Entre ellas hablaban de forma callada mientras me miraban de reojo. La vergüenza me obligo a hacerme a un lado y no escuché lo que se decían, no sé si tardaron tanto porque no sabían que hacer conmigo o porque no entendían mi letra, lo que sí sé es que no estaban a gusto con mi presencia. Al cabo de cinco minutos.
Su amiga me llama
-Niño ven acá - parecía una voz tierna, pero tenía su lado oscuro.
Con una mano metió sus dedos en mis mejillas, me abrió la boca, con la otra metió el papel y me empujó.
-¡Fuera de aquí!. Me corrió.
Mis lágrimas salieron desenfrenadas, de nuevo volví a llorar, pero esta vez en silencio. Solo me quedó retirarme bajando la mirada rompiendo filas. Las tres chicas me miraron sin sensibilidad y se metieron a la casa.
Mi tía reclamó a su mamá para que dejaran de sobrepasarse con su sobrino.
Cada vez que recuerdo ese suceso siento una nostalgia porque la tristeza que sentí en ese momento fue una de las mayores en mi vida. Este fue mi primer fracaso amoroso, mi primera desilusión. Desde ahí con toda mi ignorancia me prometí nunca más escribirle una carta a nadie. La cual rompí a finales de los 13. Luego de más de una década de este hecho, para saber de ella y como estaba dejé un mensaje en su Facebook, pero fue inútil creo que ni sabe de mi existencia todavía, aunque lo hice en plan de amigos, parece que nunca lo envié.
Otro de los sucesos que marcaron mi vida fue una noche en las que mamá estaba en su vida loca, antes de su ida definitiva de casa se separó temporalmente de mi papá. Estaba con mi hermano y conmigo como a las diez u once de la noche en una avenida larga al sur de valencia, ella coqueteaba con un hombre y al final pasaron ellos dos esa noche mientras mi hermano y yo dormíamos en otro cuarto. Llegamos a la casa de la tía el día siguiente en la noche. Ella preguntándole a mamá donde estaba esta le dijo mentiras al respecto, no le creyeron. Mi tía tomando medidas me encerró.
- ¿Dónde estaban? - me pregunta muy molesta.
¿Por qué la tía Josefi cuidaba tanto a mamá? Esta pregunta invadía mi mente.
-Si no me dices la verdad te vas a ir al infierno- me intimidó.

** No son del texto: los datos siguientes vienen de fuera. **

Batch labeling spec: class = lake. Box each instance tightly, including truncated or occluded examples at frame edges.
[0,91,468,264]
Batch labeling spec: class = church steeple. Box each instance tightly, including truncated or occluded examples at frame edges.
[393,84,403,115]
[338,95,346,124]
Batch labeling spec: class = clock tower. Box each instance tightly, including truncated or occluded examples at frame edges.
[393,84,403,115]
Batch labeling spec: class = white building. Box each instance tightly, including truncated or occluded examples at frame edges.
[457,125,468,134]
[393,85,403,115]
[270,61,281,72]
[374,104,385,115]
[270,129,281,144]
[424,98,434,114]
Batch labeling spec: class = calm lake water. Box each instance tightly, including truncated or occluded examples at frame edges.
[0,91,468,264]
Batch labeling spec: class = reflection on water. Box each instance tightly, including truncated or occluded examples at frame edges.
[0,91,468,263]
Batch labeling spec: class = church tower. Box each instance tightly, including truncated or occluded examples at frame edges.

Tras el chantaje asustado le dije toda la verdad. ¿Qué creen? Hasta ahora no se me ha olvidado la cara que puso Rebeca. Esta al saber que yo la había descubierto delante de Josefi, me jaló por una mano y me llevo a un sitio a oscuras, se quitó la chancleta y me la metió en la boca. Otra vez me metieron un objeto en la boca, pero esta vez fue mi propia madre. Esa no era la primera vez que mamá se molestaba puedo decir que la mayoría de las veces que puedo recordarla es molesta.
La buena noticia es que siempre fui entusiasmado con los estudios era muy bueno en las matemáticas y la lectura, tanto que aprendí a leer a los tres meses de haber entrado a la escuela, era uno de los más avanzados del grupo y en la suma y resta pues era igual, aunque no me gustaba mucho la sustracción porque debía quitar prestado. Otra de mis destrezas era la oratoria y aún es lo mío, las exposiciones era lo que más me gustaba, mi primera expo fue sobre los puntos cardinales, no olvido jamás la cara de entusiasmo que me ponía una linda chica de segundo grado, me entristece de verdad no recordar su nombre.
Mi primera profesora fue Helem lo sé porque un día se lo pregunté, me defendía siempre hasta con mi papá cuando este llegaba a la escuela averiguando para saber cómo me comportaba en clase, la profesora así me portara de lo peor le decía.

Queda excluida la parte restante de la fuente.